The main thing that Watchmen and Maus share is that they’re in their perfect medium: comics. As straight text books they would be too complicated, as cartoons or movies they lose all of their frozen-frame nuances. Maus is primarily the retelling of the author’s father’s experience in Jewish ghettos and concentration camps during the Nazi regime in Europe. He does so by portraying the Jews as mice, the Nazis as cats, and other ethnic groups as various animals. In the second book in this two-part work, the author addresses the reader directly, in human form, but with a mouse mask obscuring his face. This is a gimmick that would not work in written form, it would make absolutely no sense. Watchmen is even better-suited for the comic book format since it is at once a commentary on comic book history and the superhero genre, as well as an engaging narrative about a compelling cast of fictional characters. There is even a comic book within Watchmen, a pirate-themed title called Tales of the Black Freighter, the events of which parallel occurences in the main tale, in (what has since become) traditional Alan Moore style. Indeed, I worried about how this might be handled in the Scott Snyder film version of Watchmen; to have a meta comic within a movie isn’t very meta at all. Happily, they excised it from the movie altogether and instead told only the surface story, leaving the unworkable comic book commentary in the book where it belongs (there was a butchering of Tales of the Black Freighter in horrible cartoon form on some DVD editions, but we can pretend it didn’t happen.)


What interests me is that these two wildly different books get mentioned so often during discussions of the genre. We’re certainly not suffering from a dearth of graphic novels, high-falutin’ or otherwise. The obvious answer is that these were two of the first graphic novels to treat the genre seriously–not the first, but two of the first (he wrote, trying to stave off a lot of angry comments by comic book nerds). These books came out in the 1980s, which is an important decade for comic books for two reasons: one is that the model for comics distribution changed so that publishers could ship books directly to comic book stores. This affected comics because it connected the fan base more securely to publishers, who were no longer jockeying for position on the same racks that carried People magazine and Newsweek. But the other thing that happened in the 1980s, the thing I believe is more profound than and may have contributed greatly to the creation of a direct distribution model, is that baby boomers entered the middle class en masse, and started to pine for their younger days when they’d read Silver Age comic books, safely nestled in their nuclear fallout bunkers and dreaming of Russian space dogs. Or something like that. My father, one of the aforementioned baby boomers, had tomes upon tomes collecting various comic books and comic strips from his childhood, and throughout my time growing up would regularly bring home newer editions. It didn’t occur to me, at the time, that I was seeing something relatively new and unique to my parents’ generation, who had grown up squirreling comics in the bottom of their clothes closet, only to have them thrown away by mom during freshman year away at college. For my part, this reference material gave me the opportunity to learn about Dreams of a Rarebit Fiend and EC’s The Vault of Horror. I was able to read an entire year’s worth of Popeye comic strips, then put that aside to look at the origin issue of Plastic Man.

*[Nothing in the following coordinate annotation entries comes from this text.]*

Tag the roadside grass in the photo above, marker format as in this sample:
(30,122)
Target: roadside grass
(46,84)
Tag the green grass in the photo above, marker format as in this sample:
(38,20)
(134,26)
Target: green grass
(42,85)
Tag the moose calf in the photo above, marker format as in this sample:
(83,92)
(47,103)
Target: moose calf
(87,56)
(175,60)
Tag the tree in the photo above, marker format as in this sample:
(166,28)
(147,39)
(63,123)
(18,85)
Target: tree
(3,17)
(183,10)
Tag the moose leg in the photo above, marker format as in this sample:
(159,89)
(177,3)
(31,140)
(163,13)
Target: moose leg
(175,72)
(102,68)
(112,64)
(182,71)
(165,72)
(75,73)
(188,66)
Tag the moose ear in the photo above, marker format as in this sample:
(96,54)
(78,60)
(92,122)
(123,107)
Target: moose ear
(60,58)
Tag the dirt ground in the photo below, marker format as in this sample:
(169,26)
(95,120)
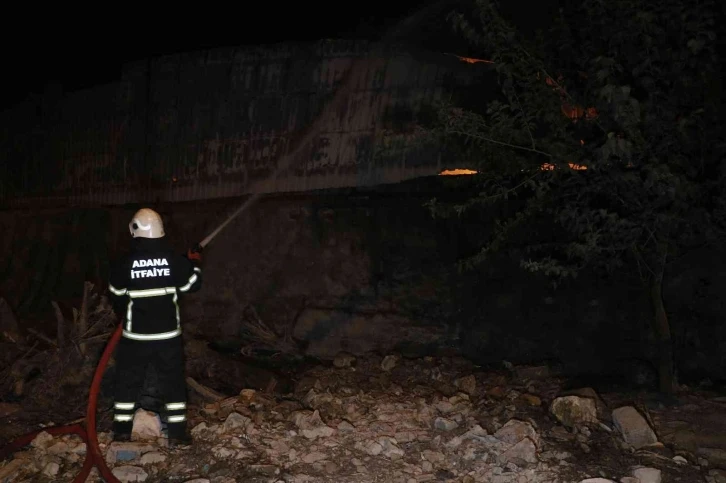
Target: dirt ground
(372,418)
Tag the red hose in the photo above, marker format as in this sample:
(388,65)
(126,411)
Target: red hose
(89,435)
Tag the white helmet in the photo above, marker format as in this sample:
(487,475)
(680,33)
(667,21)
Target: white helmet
(146,223)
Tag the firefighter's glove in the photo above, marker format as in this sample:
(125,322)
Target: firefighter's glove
(194,254)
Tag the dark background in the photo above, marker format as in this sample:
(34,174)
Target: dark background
(65,50)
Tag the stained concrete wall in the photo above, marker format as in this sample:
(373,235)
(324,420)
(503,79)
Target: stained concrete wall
(362,270)
(215,123)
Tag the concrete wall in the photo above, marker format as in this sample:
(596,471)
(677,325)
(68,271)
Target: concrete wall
(216,123)
(361,270)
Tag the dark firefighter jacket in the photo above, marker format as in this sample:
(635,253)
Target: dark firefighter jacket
(145,286)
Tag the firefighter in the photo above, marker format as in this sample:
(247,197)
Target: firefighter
(145,286)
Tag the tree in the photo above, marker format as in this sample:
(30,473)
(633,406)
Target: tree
(609,127)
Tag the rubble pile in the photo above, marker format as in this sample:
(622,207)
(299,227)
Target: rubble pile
(398,420)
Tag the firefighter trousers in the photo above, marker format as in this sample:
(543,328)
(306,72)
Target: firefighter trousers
(132,361)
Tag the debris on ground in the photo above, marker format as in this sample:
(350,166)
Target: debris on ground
(402,420)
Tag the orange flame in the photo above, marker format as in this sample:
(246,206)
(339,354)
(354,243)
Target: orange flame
(574,166)
(457,172)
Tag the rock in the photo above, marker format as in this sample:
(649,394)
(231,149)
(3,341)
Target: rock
(126,451)
(715,456)
(466,384)
(345,427)
(314,457)
(9,328)
(129,473)
(531,399)
(515,431)
(532,372)
(405,436)
(236,422)
(61,447)
(9,472)
(51,469)
(318,432)
(343,359)
(522,454)
(435,457)
(153,458)
(574,410)
(6,409)
(389,362)
(146,427)
(634,428)
(390,448)
(590,393)
(444,424)
(647,475)
(199,430)
(222,452)
(42,440)
(374,448)
(268,470)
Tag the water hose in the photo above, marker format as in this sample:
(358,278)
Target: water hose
(88,434)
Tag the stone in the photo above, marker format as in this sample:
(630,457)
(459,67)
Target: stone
(51,469)
(634,428)
(236,422)
(647,475)
(466,384)
(343,359)
(390,448)
(146,427)
(152,458)
(61,447)
(522,454)
(574,410)
(42,440)
(118,451)
(389,362)
(374,448)
(314,457)
(345,427)
(222,452)
(6,409)
(435,457)
(531,399)
(444,424)
(515,431)
(129,473)
(590,393)
(268,470)
(318,432)
(199,430)
(715,456)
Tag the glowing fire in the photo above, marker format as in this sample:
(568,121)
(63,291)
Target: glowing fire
(456,172)
(471,60)
(576,167)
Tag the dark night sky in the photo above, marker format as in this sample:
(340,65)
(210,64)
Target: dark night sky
(78,52)
(80,49)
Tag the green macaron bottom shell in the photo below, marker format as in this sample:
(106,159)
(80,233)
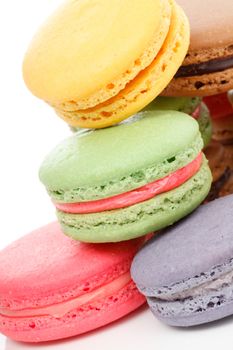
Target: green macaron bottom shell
(205,124)
(140,219)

As mentioned before, I don’t buy “floppy” comic books, I prefer the collected trade editions and standalone graphic novels when it comes to my panel stories. I think this is partially owed to the fact that there were so many comic book books around my house when I was a kid, it never occurred to me that it might be weird to own and pursue such things. My dad is very literate, always reading two and often three beefy books at a time, but that doesn’t stop him from poring lovingly over old issues of Donald Duck or the collected Barney Google strips. I think that this is a somewhat modern mindset: many of my peers do the same as I do, ignoring floppy comics and waiting patiently for them to appear as inevitable trade editions. So you might see me reading The Epic of New York City on the subway, or you might see me reading Vertigo’s Preacher comic series. Arguing whether or not comic books are actual art or should be taken seriously is dead, you either think comics are worthwhile or you don’t. Now the discussion turns to: what are the greatest examples in the medium of notch-bound graphic novels and collected trade editions?


The answer, apparently, is Maus and Watchmen. I’ve recommended these books many times, the former for people who have never read a comic book or any sequential art beyond the Peanuts comic strip, and the latter for people who have fodt memories of reading funnybooks as a kid, but haven’t so much as cracked the four-color cover of a comic in decades. Each seems to serve its purpose, both books routinely impress their readers. In fact, the persistence of these titles as viable books is a testament to their validity. You can go back and read the first issues of Spider-Man and learn of his origins, his awkward teenage gawkiness and struggle to use his powers wisely. But you could never appreciate these comics without the context of their production. Watchmen and Maus, both works fixed in specific times and real places, endure long after we stopped giving a shit about The New Teen Titans and their decidedly yuppie angst. Which is the better title? That’s impossible to say, for while they can be compared on basis of genre, they can’t be compared on many other levels. For the purposes of this essay, I’ll say Watchmen is the better book, because it is printed in color. Take that, Spiegelman.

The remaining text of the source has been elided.